Atomico notes research from Teleport.com that ranks the quality of life for startup hubs across the globe. The top 10 cities are all in Europe (Munich is No. 1). The first North American city comes in at No. 11 (Boulder) with the only major U.S. tech hubs in the top 25 being Boston (No. 16) and Palo Alto (No. 20). San Francisco ranks No. 31, mostly due to cost of living.
“The hardest thing they face is not capital, it is not marketing. It is talent,” Wauters said. “It is experienced managers in sales and business development and marketing that has gone through it before. There are not that many, right? To recruit that type of talent is super, super difficult. You don’t get them from Silicon Valley to move to Berlin. Or, at least, not often. But it does work the other way around. That is where the real difference is, where the real struggle is.”
Fundamental Differences In Culture Between U.S. And European Entrepreneurs
The common mindset of Silicon Valley entrepreneurs is to think global from the start. Companies like Facebook, Google, Uber and Airbnb have barged into markets, kicked ass and dealt with the consequences later (Uber is an especially good example of this).
European startups often start smaller, establishing local markets in native languages before moving to adjacent countries.

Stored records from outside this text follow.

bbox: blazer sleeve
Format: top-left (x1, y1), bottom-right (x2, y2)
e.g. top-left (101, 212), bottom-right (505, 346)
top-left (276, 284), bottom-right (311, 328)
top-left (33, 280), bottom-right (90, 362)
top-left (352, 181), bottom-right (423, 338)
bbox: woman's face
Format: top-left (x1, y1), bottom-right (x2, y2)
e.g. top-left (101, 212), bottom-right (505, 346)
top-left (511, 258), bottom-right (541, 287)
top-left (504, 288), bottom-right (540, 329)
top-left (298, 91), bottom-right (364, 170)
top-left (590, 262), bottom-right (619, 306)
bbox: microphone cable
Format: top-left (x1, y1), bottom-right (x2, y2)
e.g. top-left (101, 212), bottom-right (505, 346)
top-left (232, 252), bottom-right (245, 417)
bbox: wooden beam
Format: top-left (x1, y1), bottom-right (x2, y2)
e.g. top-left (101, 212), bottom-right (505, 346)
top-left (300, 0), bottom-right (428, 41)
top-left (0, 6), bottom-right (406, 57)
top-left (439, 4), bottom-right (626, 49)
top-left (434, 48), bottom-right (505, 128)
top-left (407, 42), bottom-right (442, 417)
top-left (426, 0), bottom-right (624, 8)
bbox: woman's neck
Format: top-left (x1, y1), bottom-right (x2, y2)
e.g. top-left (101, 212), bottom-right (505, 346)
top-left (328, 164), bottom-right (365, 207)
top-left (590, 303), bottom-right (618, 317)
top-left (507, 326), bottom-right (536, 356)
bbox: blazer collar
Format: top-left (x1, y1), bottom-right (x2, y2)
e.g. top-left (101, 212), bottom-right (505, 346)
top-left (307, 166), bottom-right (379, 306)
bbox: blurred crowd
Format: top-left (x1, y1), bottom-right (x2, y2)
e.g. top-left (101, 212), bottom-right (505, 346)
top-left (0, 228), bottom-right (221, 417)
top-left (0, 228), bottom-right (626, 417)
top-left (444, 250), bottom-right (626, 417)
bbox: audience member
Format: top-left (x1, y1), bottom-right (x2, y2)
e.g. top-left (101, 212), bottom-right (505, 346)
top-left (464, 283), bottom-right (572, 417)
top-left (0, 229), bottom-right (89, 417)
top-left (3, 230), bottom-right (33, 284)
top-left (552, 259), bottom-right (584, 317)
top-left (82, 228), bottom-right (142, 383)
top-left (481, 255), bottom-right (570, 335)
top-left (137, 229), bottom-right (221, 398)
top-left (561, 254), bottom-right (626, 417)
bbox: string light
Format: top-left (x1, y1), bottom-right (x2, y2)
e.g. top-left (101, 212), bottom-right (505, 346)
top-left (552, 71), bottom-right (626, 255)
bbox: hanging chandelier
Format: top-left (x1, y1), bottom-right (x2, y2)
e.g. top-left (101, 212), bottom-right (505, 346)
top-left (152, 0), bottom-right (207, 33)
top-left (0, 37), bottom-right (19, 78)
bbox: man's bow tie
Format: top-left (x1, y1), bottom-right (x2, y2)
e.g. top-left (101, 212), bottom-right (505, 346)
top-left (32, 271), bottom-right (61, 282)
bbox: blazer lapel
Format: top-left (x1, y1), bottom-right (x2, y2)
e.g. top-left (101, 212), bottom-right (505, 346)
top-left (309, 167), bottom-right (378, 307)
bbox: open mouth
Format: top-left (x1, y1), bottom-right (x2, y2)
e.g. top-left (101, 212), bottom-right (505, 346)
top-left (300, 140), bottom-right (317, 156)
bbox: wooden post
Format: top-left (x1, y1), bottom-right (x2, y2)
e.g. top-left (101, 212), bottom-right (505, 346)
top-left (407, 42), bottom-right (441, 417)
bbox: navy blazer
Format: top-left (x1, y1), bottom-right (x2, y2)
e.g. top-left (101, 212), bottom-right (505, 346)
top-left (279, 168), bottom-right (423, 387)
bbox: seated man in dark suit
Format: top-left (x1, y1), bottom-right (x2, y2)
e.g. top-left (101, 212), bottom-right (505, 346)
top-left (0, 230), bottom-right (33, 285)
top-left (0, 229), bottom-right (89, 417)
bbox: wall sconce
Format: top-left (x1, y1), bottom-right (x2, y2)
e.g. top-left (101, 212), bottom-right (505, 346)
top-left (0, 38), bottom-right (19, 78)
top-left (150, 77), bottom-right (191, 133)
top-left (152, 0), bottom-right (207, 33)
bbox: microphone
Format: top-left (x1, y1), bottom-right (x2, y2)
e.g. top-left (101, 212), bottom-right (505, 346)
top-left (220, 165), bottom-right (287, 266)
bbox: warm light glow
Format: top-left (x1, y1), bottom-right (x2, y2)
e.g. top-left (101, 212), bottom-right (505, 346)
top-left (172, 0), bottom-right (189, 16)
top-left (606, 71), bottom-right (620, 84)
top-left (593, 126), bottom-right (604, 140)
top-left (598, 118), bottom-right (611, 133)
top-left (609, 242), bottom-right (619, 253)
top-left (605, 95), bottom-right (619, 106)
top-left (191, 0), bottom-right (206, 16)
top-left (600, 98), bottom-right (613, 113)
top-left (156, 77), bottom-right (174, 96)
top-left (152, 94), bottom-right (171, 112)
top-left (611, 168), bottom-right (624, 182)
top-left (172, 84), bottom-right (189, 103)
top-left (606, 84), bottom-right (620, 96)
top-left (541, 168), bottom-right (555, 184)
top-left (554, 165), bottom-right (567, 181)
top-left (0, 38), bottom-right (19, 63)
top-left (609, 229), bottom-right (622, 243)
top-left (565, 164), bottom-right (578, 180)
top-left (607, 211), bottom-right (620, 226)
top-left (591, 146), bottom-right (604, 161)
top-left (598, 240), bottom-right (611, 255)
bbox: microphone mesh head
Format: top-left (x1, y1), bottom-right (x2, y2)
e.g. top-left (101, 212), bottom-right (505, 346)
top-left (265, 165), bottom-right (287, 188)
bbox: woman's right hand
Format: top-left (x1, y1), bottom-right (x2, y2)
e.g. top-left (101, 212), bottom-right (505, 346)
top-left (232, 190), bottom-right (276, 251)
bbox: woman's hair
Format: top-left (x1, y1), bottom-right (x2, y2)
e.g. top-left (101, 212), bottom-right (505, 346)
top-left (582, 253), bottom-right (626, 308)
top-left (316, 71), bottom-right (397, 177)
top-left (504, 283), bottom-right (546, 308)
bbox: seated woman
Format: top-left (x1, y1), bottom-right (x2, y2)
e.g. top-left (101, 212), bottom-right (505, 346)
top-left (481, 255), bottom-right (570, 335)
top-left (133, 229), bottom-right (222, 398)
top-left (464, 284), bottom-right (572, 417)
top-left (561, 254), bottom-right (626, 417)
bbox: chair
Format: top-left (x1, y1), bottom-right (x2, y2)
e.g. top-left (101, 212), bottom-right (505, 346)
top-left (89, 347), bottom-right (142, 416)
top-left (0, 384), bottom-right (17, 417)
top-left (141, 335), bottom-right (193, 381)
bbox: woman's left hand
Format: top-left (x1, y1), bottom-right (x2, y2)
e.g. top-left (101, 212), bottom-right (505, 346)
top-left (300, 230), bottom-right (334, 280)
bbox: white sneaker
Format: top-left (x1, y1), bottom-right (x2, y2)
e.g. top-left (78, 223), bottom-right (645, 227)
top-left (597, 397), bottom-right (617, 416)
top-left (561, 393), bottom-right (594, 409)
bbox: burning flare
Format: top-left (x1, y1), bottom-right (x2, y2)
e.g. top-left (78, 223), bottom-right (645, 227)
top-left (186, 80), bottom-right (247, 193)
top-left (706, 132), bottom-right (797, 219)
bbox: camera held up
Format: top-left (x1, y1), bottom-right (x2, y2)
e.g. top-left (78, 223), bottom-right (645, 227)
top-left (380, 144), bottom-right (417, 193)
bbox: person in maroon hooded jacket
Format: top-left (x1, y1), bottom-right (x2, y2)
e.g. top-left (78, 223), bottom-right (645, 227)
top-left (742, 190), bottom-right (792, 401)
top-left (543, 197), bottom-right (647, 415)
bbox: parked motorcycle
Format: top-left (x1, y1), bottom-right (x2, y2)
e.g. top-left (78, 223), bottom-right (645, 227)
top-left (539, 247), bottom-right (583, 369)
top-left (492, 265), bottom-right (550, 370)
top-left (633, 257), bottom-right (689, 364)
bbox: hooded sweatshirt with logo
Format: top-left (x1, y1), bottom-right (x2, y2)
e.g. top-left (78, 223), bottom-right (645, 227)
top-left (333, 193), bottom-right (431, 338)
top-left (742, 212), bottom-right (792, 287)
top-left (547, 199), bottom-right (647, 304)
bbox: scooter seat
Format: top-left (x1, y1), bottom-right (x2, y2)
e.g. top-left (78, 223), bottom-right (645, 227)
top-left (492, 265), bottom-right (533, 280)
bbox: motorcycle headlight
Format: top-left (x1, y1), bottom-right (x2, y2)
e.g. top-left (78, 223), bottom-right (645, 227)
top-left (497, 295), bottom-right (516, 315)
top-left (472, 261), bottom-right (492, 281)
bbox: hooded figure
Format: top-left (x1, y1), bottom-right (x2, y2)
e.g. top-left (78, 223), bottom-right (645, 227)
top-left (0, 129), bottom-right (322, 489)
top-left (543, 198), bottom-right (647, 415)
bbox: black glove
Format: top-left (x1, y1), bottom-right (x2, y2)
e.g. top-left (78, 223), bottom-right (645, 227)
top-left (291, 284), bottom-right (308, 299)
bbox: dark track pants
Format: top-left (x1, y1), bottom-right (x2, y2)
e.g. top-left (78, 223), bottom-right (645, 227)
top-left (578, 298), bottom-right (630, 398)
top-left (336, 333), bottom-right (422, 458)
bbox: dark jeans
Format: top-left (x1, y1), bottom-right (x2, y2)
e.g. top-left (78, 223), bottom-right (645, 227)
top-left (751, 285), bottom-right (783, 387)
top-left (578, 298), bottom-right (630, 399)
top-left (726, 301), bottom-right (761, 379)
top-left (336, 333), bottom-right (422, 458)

They play by the rules and regulations of their native countries and deal with the complexity of the European market when it is necessary. This mindset is beginning to change as companies like Bla Bla Car, Spotify, Deezer and SoundCloud have shown.
You could argue that Europe has been letting these U.S. companies play by their [own] rules the entire time to the detriment of European startups,” Wauters said. They [European startups] couldn’t grow as fast because they have to take care of local regulation laws. Where the Ubers and the Facebooks just came in and said we are doing this and this and we will see how it plays out and we will fix the problems when they occur.”
In essence: American startups ask for forgiveness. European startups ask for permission.
Another difference is that European startups often wait till a product is finished before beginning sales and marketing cycles or even fundraising rounds. This is distinctly not an American trait. American companies often tout their mission, product, culture, funding, team, founders … everything … before even building a functional prototype.
I do think that where they differ is that Americans tend to be a lot better at sales and marketing from day one. They don’t even have a product and they are shouting about how good they are and really selling the product before it is even built. But Europeans will wait three years until the product is completely finished, or at least up to their standards, and say, hey, we exist. It is really bad from both sides. As a reporter, you are kind of fed up with people shouting before it is ready, because it is nonsense. But I really wish the European entrepreneurs would be a little be a little bit more proactive and shouting about their publicity and making noise and selling. They are very bad at selling.
Ultimately, the European tech scene is growing. It has its problems, based around the lack of a Digital Single Market, fragmentation of language, culture, regulation and policy. All of these elements factor into how Americans dismiss European tech. But that mindset does not grasp the big picture of the progress that is being made. “Entrepreneurs are getting more ambitious. Investors are getting more international. Conferences are getting bigger,” Wauters said. “So, lots of momentum. But still very, very slow growth compared to the U.S. and China. Growing, but quite slowly. Which I guess is the reason that people don’t always care.”